本市では、平成17年4月1日、森林文化都市宣言を行いました。その宣言の内容は、「飯能市は、首都圏にあって奥武蔵の豊かな自然に恵まれたまちであり、その歴史・文化、人々の情感は、森林とともに育まれてきました。人々が森林とのふれあいを通じて心身ともに森林の恵みを享受し、環境との調和や資源の循環利用を生活の中で生かしていくことが求められる時代にあって、本市では、森林資源を活用し、新たな森林文化の創造により、心豊かな人づくりと、活力のあるまちづくりを推進します。ここに森林と人とのより豊かな関係を築きつつ、自然と都市機能とが調和するまちの創造をめざし、「森林文化都市」を宣言します。」というものです。

自然エネルギー、再生可能エネルギーの一つである太陽光発電施設の設置に関しましては、「飯能市太陽光発電施設の設置に関するガイドライン」を定め、関連する部署とのネットワークを強化し、円滑かつ適切な対応に努めており、今後においても必要に応じて見直しなども図りながら、適切な指導を行ってまいります。

質問7:

「森林文化都市」を標榜する飯能市が制定した「第6次飯能市森林整備計画」の中で60年かけて進めようとしている、混交林の育成。そのモデルともなる「阿須山中」の森林を取得目的の「自然公園」と真逆のサッカー場と付属のメガソーラー発電施設を作るために35万㎡の土砂移動を伴うこの造成工事は、「森林の利活用」を考慮したとしても飯能市が行う事業としては無理があると思います。この事業と「森林文化都市」及び「飯能市森林整備計画」との整合性はどの様に考えておられるのか、お伺いします。

7回答:

「消滅可能性都市」から脱却し、「発展可能性都市」へ、そして「発展都市」へ向かい地方創生の取組を推進している本市の現状からすれば、何らかの利活用方策を検討する時期であったと考えています。

今回の最優秀提案事業は、あくまでもサッカーを通じてこの飯能の地から世界に通用する選手を育成すること、サッカーを通じた青少年の健全育成であることが目的であり、そのためには選手育成の場となるサッカーグラウンドの建設が必要であり、その建設費用、将来にわたる事業の安定継続に必要な財源を自ら生み出し確保するための手段として、太陽光発電施設を建設して売電収入を得ることとしているものです。

自然保護、環境保護と地方創生、青少年の健全育成を秤にかけることはできませんが、本市を持続可能な社会としていくためには、本市全体で総合的に判断する必要があり、本市が「消滅可能性都市」から脱却し、「発展可能性都市」へ、そして「発展都市」へと向かい地方創生を実現させるためには、本事業を実施していく意義が十分にあると考えています。

まとめ(所感)

すべての内容が一貫して質問内容に答えず、自分たち(飯能市)の主張を述べているだけのように思えました。これでは反対する人たちの気持ちを逆なでしているようです。

実際に消滅可能都市だとか地方創生だとか気にしておられるようですが、それがサッカーや太陽光発電事業にどう結びつくのか、全く触れられていないし、理解もできない。
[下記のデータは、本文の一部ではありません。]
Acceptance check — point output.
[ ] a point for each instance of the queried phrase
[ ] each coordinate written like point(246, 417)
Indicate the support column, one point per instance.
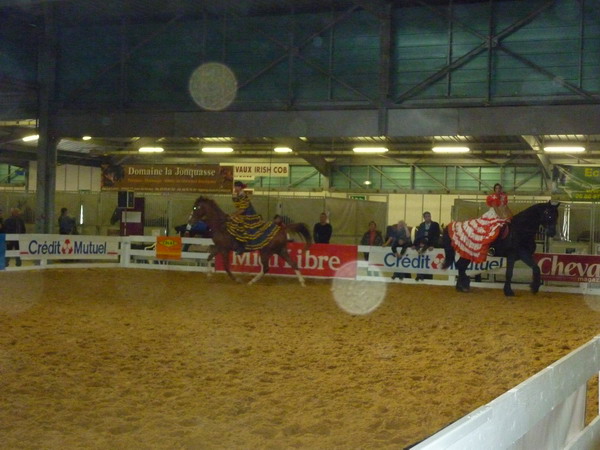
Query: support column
point(48, 141)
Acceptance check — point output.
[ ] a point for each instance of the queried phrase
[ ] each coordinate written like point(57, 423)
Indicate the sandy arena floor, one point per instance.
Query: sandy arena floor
point(140, 359)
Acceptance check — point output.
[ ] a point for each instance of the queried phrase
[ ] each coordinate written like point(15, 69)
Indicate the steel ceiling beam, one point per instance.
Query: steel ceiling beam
point(545, 164)
point(491, 40)
point(123, 57)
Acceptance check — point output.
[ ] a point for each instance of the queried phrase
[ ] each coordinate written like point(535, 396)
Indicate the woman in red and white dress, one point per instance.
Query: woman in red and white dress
point(472, 238)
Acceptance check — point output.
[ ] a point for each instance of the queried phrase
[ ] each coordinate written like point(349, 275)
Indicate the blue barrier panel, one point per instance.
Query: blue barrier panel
point(2, 251)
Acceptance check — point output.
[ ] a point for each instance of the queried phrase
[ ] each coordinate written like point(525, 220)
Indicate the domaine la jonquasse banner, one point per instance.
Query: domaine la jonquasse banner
point(210, 178)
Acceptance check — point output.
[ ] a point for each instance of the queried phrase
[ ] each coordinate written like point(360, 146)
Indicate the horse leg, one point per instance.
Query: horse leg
point(449, 253)
point(288, 259)
point(225, 255)
point(212, 252)
point(264, 261)
point(536, 282)
point(463, 283)
point(510, 265)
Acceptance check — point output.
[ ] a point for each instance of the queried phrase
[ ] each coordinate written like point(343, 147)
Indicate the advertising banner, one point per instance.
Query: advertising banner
point(249, 171)
point(429, 262)
point(58, 246)
point(320, 260)
point(168, 247)
point(168, 178)
point(573, 268)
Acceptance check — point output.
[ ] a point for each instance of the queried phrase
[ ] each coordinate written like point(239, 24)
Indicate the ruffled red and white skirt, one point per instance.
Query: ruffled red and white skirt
point(471, 239)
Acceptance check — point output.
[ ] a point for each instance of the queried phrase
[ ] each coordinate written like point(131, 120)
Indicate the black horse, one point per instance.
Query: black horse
point(518, 244)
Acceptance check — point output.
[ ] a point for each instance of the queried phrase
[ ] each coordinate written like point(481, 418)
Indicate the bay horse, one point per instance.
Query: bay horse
point(206, 209)
point(518, 244)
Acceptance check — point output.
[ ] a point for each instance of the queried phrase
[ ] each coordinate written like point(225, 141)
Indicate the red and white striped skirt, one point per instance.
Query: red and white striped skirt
point(472, 238)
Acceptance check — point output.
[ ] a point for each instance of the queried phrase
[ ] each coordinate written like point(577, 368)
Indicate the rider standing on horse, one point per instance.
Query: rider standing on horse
point(472, 238)
point(250, 231)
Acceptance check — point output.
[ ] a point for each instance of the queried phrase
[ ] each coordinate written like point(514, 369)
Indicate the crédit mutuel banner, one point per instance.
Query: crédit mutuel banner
point(320, 260)
point(59, 246)
point(207, 178)
point(429, 262)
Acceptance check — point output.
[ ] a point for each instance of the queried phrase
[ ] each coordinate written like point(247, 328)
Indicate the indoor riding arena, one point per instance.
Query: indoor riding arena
point(314, 224)
point(125, 358)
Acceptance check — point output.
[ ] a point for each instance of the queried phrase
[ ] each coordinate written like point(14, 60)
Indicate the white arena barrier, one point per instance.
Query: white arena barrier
point(547, 411)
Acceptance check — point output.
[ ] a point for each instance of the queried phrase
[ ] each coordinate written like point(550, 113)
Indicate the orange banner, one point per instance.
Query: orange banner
point(207, 178)
point(168, 247)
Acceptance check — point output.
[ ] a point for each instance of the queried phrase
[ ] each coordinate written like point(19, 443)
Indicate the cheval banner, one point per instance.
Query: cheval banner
point(430, 262)
point(320, 260)
point(573, 268)
point(58, 246)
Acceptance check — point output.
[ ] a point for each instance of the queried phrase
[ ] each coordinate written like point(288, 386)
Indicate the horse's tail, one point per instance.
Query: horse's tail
point(302, 230)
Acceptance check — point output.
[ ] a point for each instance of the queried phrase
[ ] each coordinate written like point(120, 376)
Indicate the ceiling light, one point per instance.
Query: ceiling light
point(564, 149)
point(33, 137)
point(151, 149)
point(450, 149)
point(369, 149)
point(217, 149)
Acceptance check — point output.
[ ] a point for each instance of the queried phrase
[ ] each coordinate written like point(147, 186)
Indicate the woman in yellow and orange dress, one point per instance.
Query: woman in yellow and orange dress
point(247, 227)
point(471, 239)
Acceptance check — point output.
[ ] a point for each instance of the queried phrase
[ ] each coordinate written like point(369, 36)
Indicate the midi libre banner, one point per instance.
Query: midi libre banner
point(320, 260)
point(207, 178)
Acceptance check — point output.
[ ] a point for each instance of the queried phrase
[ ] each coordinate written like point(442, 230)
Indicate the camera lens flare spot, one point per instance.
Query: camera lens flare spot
point(213, 86)
point(356, 296)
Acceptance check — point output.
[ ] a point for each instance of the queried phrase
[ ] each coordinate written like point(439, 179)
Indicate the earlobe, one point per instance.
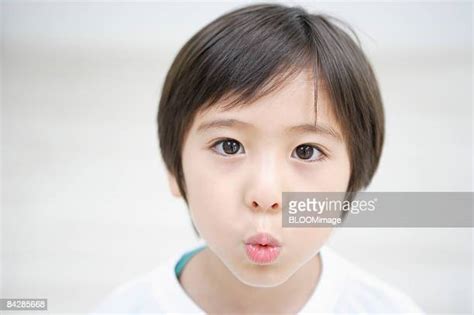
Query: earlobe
point(173, 185)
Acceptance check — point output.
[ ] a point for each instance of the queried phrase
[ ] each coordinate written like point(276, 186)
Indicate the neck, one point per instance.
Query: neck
point(215, 289)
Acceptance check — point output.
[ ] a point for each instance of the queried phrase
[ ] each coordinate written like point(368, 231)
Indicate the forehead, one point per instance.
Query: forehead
point(289, 105)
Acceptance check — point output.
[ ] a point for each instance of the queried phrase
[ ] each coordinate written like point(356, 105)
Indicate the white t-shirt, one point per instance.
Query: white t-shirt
point(343, 288)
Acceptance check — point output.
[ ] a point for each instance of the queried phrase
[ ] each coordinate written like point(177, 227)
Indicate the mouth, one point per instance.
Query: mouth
point(262, 248)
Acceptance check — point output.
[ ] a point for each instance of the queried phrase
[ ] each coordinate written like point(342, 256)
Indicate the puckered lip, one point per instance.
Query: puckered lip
point(263, 239)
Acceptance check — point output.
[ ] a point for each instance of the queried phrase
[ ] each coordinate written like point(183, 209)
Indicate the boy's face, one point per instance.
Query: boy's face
point(234, 189)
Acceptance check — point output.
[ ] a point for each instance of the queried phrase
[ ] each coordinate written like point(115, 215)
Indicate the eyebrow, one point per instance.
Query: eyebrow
point(320, 129)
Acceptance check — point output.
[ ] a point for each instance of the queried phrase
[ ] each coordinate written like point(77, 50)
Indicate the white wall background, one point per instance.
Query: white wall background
point(85, 203)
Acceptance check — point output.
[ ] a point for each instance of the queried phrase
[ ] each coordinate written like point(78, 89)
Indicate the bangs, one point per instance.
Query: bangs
point(251, 56)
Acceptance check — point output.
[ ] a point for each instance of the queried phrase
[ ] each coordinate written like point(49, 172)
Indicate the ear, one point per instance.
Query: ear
point(173, 185)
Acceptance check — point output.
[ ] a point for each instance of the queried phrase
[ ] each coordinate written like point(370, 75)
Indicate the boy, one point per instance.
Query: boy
point(265, 99)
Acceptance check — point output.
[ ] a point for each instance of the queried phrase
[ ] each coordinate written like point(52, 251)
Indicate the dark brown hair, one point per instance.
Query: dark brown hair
point(248, 53)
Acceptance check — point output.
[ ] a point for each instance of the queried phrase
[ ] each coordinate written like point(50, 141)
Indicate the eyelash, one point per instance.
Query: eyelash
point(220, 141)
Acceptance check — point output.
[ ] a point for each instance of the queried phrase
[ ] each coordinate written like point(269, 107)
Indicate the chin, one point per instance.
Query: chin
point(261, 276)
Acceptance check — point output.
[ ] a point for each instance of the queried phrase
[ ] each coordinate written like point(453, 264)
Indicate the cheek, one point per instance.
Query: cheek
point(213, 200)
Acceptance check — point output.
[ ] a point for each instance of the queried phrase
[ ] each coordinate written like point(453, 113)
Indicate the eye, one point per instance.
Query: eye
point(228, 147)
point(309, 153)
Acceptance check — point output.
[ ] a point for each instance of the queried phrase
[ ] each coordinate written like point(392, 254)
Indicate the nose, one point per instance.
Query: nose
point(263, 191)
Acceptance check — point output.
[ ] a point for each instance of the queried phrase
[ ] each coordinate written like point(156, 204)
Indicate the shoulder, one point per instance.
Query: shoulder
point(361, 291)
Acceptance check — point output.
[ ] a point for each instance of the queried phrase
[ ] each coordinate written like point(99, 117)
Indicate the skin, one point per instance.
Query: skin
point(234, 196)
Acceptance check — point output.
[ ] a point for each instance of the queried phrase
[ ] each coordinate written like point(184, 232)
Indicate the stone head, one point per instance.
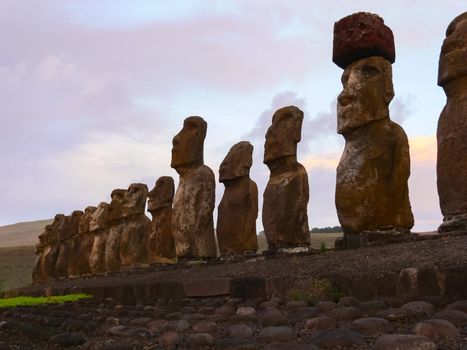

サッカーで子供を引き止めたいという気持ちもわかりますが、ここは冷静になって考えましょう。Jリーグなど参考にされてますか?

私はサッカーについて詳しくないですが、経営が苦しいということは理解していますし、太陽光発電事業についても補助がなければ続かない欠陥産業だということを理解しています。

飯能市は素晴らしい林業や木工業の街でありますので、そちらの方を盛り上げていったほうがよろしいのではないかと思ってます。

阿須山中の自然公園も、ちゃんと管理して、果樹園や昆虫採集ができる場所にすれば子供も喜ぶし、サッカーよりも喜ぶ子供の割合は多いように感じます。(お金じゃないって言ってますよね)

こういった子供の頃に楽しかった思い出は、いずれ飯能に愛着を持つ大人となるのではないでしょうか。

どうか、どうか今一度考えを改めていただくことをお願い致します。